AĞZINI KAPAT, BAĞIŞIKLIĞIN GÜÇLENSİN

Asıl fizyolojik solunum yolumuz yani nefes alıp verme organımız burundur. Ağız sadece burundan yeterli nefes alamadığımız zamanlarda bir alternatiftir; ağzımız yemek yemek, konuşmak, şarkı söylemek için yaratılmıştır. Burundan nefes alıp vermenin faydaları;

• Gereğinden fazla oksijen alıp karbondioksit kaybetmekten kendinizi korursunuz.
• Burun filtreleme görevi görerek solunum yoluna giden havayı temizler, vücut sıcaklığına uygun hale getirir. Aynı zamanda nemlendirerek, solunum yollarının kurumasını engeller ve oksijenin akciğerlerin en alt kısmına kadar gitmesini sağlar.

• Az yemek yersiniz.

• Ağız florasını korumuş olursunuz. Vücudumuzun ilk savunma yeri ağız florasıdır.

• Burnumuzu kullanarak nefes aldığımızda nefes yolu uzar, lenfatik drenaj artar.
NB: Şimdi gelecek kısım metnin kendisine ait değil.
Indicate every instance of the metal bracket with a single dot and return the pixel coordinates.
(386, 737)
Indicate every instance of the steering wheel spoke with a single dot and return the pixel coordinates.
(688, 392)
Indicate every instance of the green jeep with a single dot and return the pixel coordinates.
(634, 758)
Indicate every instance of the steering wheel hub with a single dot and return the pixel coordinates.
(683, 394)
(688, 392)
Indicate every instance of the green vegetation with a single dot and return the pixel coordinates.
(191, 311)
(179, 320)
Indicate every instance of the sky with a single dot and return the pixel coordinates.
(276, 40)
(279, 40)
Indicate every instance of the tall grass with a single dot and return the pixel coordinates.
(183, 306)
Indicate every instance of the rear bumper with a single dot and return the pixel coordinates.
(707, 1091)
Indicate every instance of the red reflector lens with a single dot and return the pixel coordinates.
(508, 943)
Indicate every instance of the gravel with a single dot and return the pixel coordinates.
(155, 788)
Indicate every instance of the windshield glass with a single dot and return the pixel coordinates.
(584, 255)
Lenfatik sistem ne kadar verimli çalışırsa bedenimiz de o denli fazla temizlenir. Metabolizma hızlanır. Bağışıklığımız güçlenir. Ağız yoluyla yapılan nefes alıp verme sonucu solunum düzensiz ve yoğun olur. Bu şekilde sadece üst göğüs solunumu yapmış olursunuz. Bu solunum alışkanlık haline gelirse de, Sempatik Sinir Sistemimiz (“Savaş ya da kaç” sisteminin ana merkezi) sürekli olarak çalışarak sizi stresli ve solunum yolu hastalıklarına yatkın hale getirir. Üst göğüs solunumu bize sadece solunumda yardımcı olmalı, diyafram yeterli olmadığı zaman devreye girmelidir; tıpkı burun/ağız ilişkisi gibi. Birincil solunum kasımız diyaframdır. Nefes alırken önce diyafram yani karın bölgesi hareket etmeye başlamalı, göğüs bölgesine doğru nefes alma devam etmelidir. Bu şekilde nefes alıp verdiğimiz zaman tam solunum gerçekleştirmiş oluruz.


DİYAFRAMI FARK ETME EGZERSİZİ

Sırt üstü yatın. Dizler bükük pozisyonda ve bir eliniz karnınızda, göbek deliğinizin üzerinde olsun. Diğer eliniz göğsünüzde olmak koşuluyla nefes alıp verin. Nefes alırken karnınız yukarı doğru hareket etsin, nefes verirken aşağı... Diyaframınızı fark ettiyseniz harika… Nefesinizle ilgili yaşayabileceğiniz en güzel farkındalıklardan birini yaşadınız. Hintli mistik guru ve spiritüel Osho, şöyle söylüyor: “Zihnin, sakin olmadığını her hissedişinde; o gergin, endişeli, geveze, kuruntulu, sürekli hayal içinde olduğunda tek bir şey yap: Önce derin bir şekilde nefes ver. Havanın dışarı çıkmasıyla ruh halinde her şey dışarı atılacak. Çünkü nefes her şeydir.”